What we Lose When We Focus on Arriving
The Norwegian explorer, publisher, lawyer, and art collector Erling Kagge writes in Walking that we are born explorers, noting that exploration is not something we start doing, but something we gradually stop doing.
In an interview about his record-setting expeditions, he emphasized the importance of exploration in life, pointing out that the spirit of exploration is something we all have to a certain degree: “Being an explorer is not something you begin being, but something you slowly stop being.” He highlighted that we have it until we die.
As children, we often venture out, excited to explore new paths, unconcerned about the consequences. Ideally, we return to base camp—our parents or caregivers—to rest, recharge, and gather the courage to venture out anew.
However, as adults:
We often find ourselves entangled in the pursuit of certainty, seeking to alleviate the conflicting emotions that come with exploring the unknown beyond our comfort zone.
And while trying to evade discomfort is understandable, I also wonder to what degree our quest for predictability and security dulls our adventurous spirit—and what that means for our innate “human setting” as creative beings.
Where Will Maintaining Momentum Take Us?
The poet Rumi reminds us: “Keep walking, though there’s no place to get to. Don’t try to see through the distances. That’s not for human beings. Move within, but don’t move the way fear makes you move.”
His words point us toward moving from a state of curiosity and love, rather than fear. They invite us to seek the joy of exploration, not simply to run away from discomfort.
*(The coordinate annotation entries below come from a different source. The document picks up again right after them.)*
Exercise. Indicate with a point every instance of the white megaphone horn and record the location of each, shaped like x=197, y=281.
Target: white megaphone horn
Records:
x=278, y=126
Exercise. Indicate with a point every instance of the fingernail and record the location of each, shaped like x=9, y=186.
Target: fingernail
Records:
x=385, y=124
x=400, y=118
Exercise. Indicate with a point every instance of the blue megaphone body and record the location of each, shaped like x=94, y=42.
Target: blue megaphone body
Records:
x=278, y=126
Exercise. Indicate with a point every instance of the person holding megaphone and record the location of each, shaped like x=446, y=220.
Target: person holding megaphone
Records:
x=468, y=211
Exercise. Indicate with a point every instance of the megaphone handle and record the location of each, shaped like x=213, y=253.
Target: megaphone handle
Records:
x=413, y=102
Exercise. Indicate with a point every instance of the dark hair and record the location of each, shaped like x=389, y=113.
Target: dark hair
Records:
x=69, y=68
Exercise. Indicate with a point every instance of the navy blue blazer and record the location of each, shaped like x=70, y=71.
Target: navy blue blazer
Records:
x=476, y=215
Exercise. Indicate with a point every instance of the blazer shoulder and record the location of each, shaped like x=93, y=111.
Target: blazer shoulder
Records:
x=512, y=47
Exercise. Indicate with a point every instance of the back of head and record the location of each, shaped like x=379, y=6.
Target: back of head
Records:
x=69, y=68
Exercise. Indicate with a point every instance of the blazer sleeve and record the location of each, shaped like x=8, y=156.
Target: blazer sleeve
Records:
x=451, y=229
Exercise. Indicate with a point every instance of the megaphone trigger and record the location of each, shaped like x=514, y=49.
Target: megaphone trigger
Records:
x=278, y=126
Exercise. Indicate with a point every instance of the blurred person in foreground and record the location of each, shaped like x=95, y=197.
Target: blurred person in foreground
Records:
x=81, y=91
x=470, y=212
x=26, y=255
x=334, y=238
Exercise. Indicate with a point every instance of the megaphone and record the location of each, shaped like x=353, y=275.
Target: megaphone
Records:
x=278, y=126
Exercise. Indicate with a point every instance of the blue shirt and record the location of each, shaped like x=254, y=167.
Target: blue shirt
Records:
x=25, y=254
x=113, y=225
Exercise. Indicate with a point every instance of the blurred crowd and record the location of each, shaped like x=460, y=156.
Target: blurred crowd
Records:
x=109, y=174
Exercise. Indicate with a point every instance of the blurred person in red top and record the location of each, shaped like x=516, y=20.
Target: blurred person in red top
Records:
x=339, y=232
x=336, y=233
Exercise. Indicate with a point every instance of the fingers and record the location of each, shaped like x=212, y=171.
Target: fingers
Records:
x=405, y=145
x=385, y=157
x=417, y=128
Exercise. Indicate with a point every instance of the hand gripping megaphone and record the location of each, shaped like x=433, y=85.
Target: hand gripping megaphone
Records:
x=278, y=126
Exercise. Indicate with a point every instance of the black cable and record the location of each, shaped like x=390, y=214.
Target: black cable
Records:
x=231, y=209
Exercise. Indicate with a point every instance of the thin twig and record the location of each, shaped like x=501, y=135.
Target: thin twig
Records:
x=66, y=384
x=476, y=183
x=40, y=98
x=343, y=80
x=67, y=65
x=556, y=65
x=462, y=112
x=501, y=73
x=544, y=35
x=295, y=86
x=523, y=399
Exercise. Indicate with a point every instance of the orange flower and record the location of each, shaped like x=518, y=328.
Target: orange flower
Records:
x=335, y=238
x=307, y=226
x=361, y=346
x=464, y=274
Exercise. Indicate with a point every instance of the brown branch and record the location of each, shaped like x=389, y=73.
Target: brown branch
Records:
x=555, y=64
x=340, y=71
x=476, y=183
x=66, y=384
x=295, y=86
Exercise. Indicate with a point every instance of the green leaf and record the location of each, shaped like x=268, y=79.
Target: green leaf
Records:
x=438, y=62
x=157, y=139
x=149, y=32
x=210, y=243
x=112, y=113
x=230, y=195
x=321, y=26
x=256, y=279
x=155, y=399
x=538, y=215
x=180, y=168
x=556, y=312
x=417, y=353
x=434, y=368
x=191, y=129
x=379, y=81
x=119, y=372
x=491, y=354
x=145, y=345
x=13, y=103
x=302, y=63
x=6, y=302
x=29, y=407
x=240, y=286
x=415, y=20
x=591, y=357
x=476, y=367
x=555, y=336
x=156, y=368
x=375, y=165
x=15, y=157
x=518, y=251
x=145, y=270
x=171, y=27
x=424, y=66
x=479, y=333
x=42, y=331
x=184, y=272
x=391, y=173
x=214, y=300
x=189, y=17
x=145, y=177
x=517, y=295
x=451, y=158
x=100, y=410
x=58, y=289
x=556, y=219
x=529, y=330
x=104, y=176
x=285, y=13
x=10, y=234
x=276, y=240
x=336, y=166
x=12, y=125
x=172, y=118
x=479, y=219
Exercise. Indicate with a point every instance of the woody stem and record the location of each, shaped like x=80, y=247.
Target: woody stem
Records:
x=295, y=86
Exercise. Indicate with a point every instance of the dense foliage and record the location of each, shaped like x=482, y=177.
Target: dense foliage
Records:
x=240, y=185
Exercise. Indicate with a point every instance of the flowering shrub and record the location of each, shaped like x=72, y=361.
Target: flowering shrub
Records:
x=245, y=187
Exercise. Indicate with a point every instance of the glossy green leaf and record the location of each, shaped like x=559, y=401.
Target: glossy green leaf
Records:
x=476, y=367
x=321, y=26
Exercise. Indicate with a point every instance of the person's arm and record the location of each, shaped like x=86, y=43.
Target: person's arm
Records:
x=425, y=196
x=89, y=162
They remind us that there is not a specific place to arrive at, but rather an inner journey reflected in our outer experiences.
And to relax the ambitiousness in us, Alice in Wonderland offers this: “If you don’t know where you’re going, any road can take you there.”
Her willingness to go down the famous rabbit hole can inspire us to embrace unpredictability, the unknown, and change as essential parts of the journey—which, really, is what life is largely about.
As Alice’s adventures are accompanied by the fellow travelers she meets along the way, it makes me ponder that familiar question:
Is life about the journey or the destination?
I´ve found myself pondering:
Life might be mostly about the people we share the different stretches of the journey with.
Similarly, when hiking, the camaraderie built with others on the trail often outlasts the memory of the summit itself.
What Keeps Us Moving Forward?
As much as the company and the process of the journey are impactful aspects of our lives, it does appear that the desire to arrive is an energy we move forward with—“keeping us on our toes,” as the saying goes, and helping us maintain momentum again and again.
It’s ultimately a dance between setting goals as guidelines and milestones, and focusing on the moment we are in.
That’s how we best maintain our health, sanity, relationships, fitness, and adventurous spirit—basically, cultivating the capacity to keep going by simply keeping on going.
By embracing our innate adventurous spirit—curiosity, creativity, love, peace, connection, and openness to the unexpected—we can reignite that spirit of exploration. This is the path of living fully, revealing a richness and vibrancy we are wired to experience, beyond arrival.
Have you asked yourself:
What would happen if you stopped measuring progress by milestones and started measuring it by moments of joy or learning?
Who are the “fellow travelers” on your journey, and how do they shape your path?
When was the last time you let yourself get lost—literally or metaphorically—and what did you discover?
If you could release the pressure to “arrive,” what might you try, create, or explore next?
Are you striving for certainty, or can you embrace the unknown?
What fears are holding you back from exploring new paths?
How does your relationship with uncertainty shape your sense of adventure?